In this previous research, we were investigating in what ways socio-economical differences among Turkish students effected their PISA 2015 science literacy performances. We conducted separate IRT calibrations for some of the countries and estimated item parameters for each of the countries. To see how similar the item parameter estimates were among the countries, we conducted a multidimensional scaling analysis specifying each one of the item parameter estimates as an attribute for the countries, and considered them as coordinates of points in a high-dimensional space (Heady & Lucas, 1997). From these coordinates we computed the (Euclidean) distances between all pairs of countries and submitted the distance matrix to a multidimensional scaling program that produces a good approximation of the distances in a low-dimensional space. When we mapped countries with respect to the similarity of their item parameter estimates and asked a solution for two-dimensional case, we saw that the item parameter estimates were not equivalent among the countries.
In this current research we aim to reveal some variables which seem to be associated with this nonequivalence of item parameters among the participant countries. To this purpose, we will conduct a profile analysis, which is an innovative technique developed by Verhelst (2012). For the ease of interpretation, before the profile analyses 72 participant countries will be clustered into fewer groups with respect to similarities of estimated item parameter values. In this context we expect to answer the following questions.
How many country clusters would be defined based on similarities among countries' item parameter estimates, and which countries constitute the clusters?
What are the strengths and the weaknesses of countries with respect to the dimensions as defined in the PISA 2015 science assessment framework?
Profile analysis is the technique we will be using to answer the second question. Some information on this technique is as follows.
Profile analysis is a technique based on comparing the expected and the observed performance of individuals on a specific subsets of test items (Verhelst, 2012). The expected performance of individuals are conditional expectations given the total score of individuals and the item parameter estimates. The item parameter estimates to be used at this step will be the values as reported in the PISA 2015 reports. As this values are estimated using the complete set of PISA data, expected performances can be considered as performance with respect to international averages. Thus, possible deviates between individuals' observed and expected performance can be regarded as signs of their strengths (for positive deviations) or weaknesses (for negative deviations) on subset of items specified with respect to some hypothesis. The subset of items in this study will be determined with respect to the specifications defined in the PISA 2015 assessment framework. These item specifications are as follows: Competency (Explain, evaluate, interpret); content (physical, living, earth & space); type of knowledge (content, procedural, epistemic); depth of knowledge (low, medium, high); response type (selected, constructed).

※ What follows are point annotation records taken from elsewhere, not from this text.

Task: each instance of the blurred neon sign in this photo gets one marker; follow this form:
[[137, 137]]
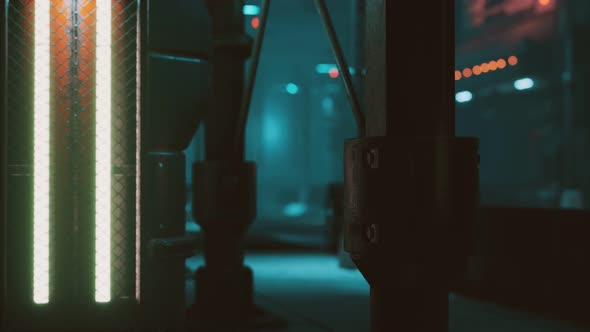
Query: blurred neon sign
[[481, 11]]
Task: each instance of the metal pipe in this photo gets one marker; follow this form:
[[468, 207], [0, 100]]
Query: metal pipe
[[3, 160], [249, 88], [342, 66]]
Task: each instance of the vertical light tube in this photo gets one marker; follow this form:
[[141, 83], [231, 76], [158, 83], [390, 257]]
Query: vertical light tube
[[103, 152], [41, 146]]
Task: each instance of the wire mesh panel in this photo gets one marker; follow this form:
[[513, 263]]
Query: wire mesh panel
[[72, 147], [20, 110]]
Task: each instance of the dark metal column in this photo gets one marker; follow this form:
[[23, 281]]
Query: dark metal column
[[411, 186], [3, 139], [410, 66], [224, 186]]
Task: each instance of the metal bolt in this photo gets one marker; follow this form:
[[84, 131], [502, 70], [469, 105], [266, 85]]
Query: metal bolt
[[371, 233], [373, 158]]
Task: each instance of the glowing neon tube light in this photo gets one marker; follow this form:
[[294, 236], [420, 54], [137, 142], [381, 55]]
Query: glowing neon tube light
[[41, 150], [103, 152]]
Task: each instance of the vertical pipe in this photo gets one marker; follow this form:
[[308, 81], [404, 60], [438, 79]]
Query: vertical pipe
[[410, 94], [3, 159]]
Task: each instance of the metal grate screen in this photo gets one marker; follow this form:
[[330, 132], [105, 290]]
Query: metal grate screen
[[72, 150]]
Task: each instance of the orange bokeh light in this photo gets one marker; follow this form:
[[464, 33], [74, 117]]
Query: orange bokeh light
[[544, 2], [467, 72], [513, 60]]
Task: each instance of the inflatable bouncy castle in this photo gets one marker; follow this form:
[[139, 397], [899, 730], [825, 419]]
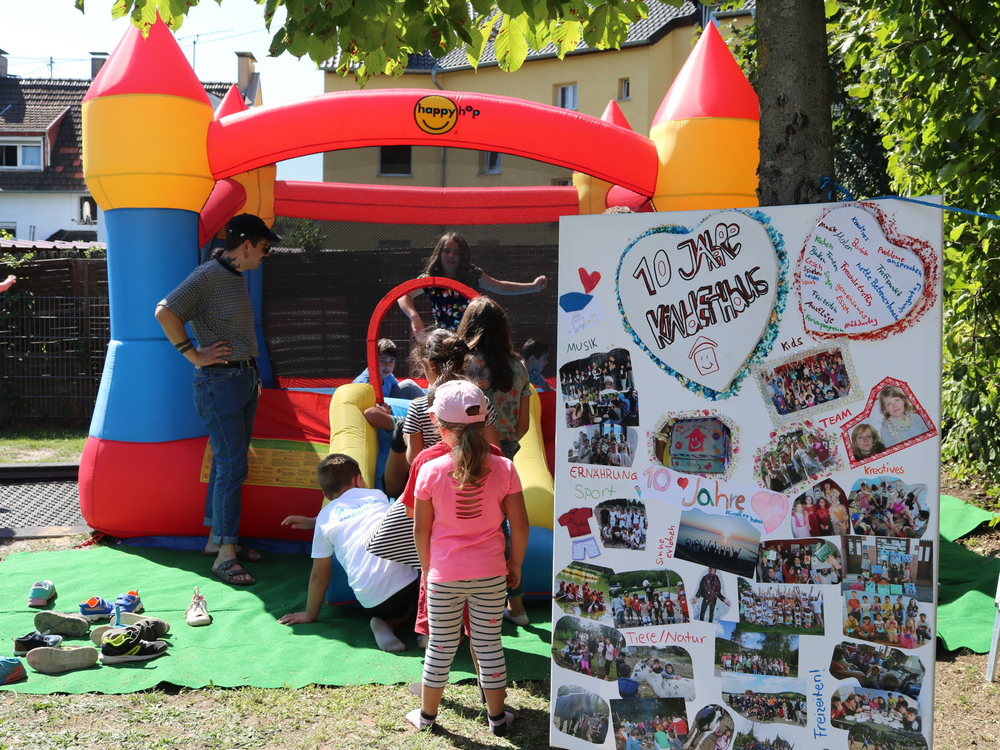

We expect to provide some explanations which may shed light to the possible sources of nonequivalence of items' functioning across the countries. For example it may be that some countries are performing below the expectations on some items not because students' scientific literacy level is low but because students are not accustomed to constructed response type items.
Heady, R. B., & Lucas, J. L. (1997). Permap: An interactive program for making perceptual maps. Behavior Research Methods, Instruments, & Computers, 29(3), 450-455. Verhelst, N. D. (2012). Profile analysis: a closer look at the PISA 2000 reading data. Scandinavian Journal of Educational Research, 56 (3), 315 – 332. Yildirim, H. H. & Berberoĝlu, G. (2009) Judgmental and Statistical DIF Analyses of the PISA-2003 Mathematics Literacy Items, International Journal of Testing, 9:2, 108-121 Yildirim, H.H. & Yildirim, S. (2017). Advantages and Disadvantages of Low and High Socioeconomic Status Students: A Closer Look at Turkey's PISA-2015 Science Data. Paper presented at the 43rd Annual Conference of the International Association for Educational Assessment. Batumi.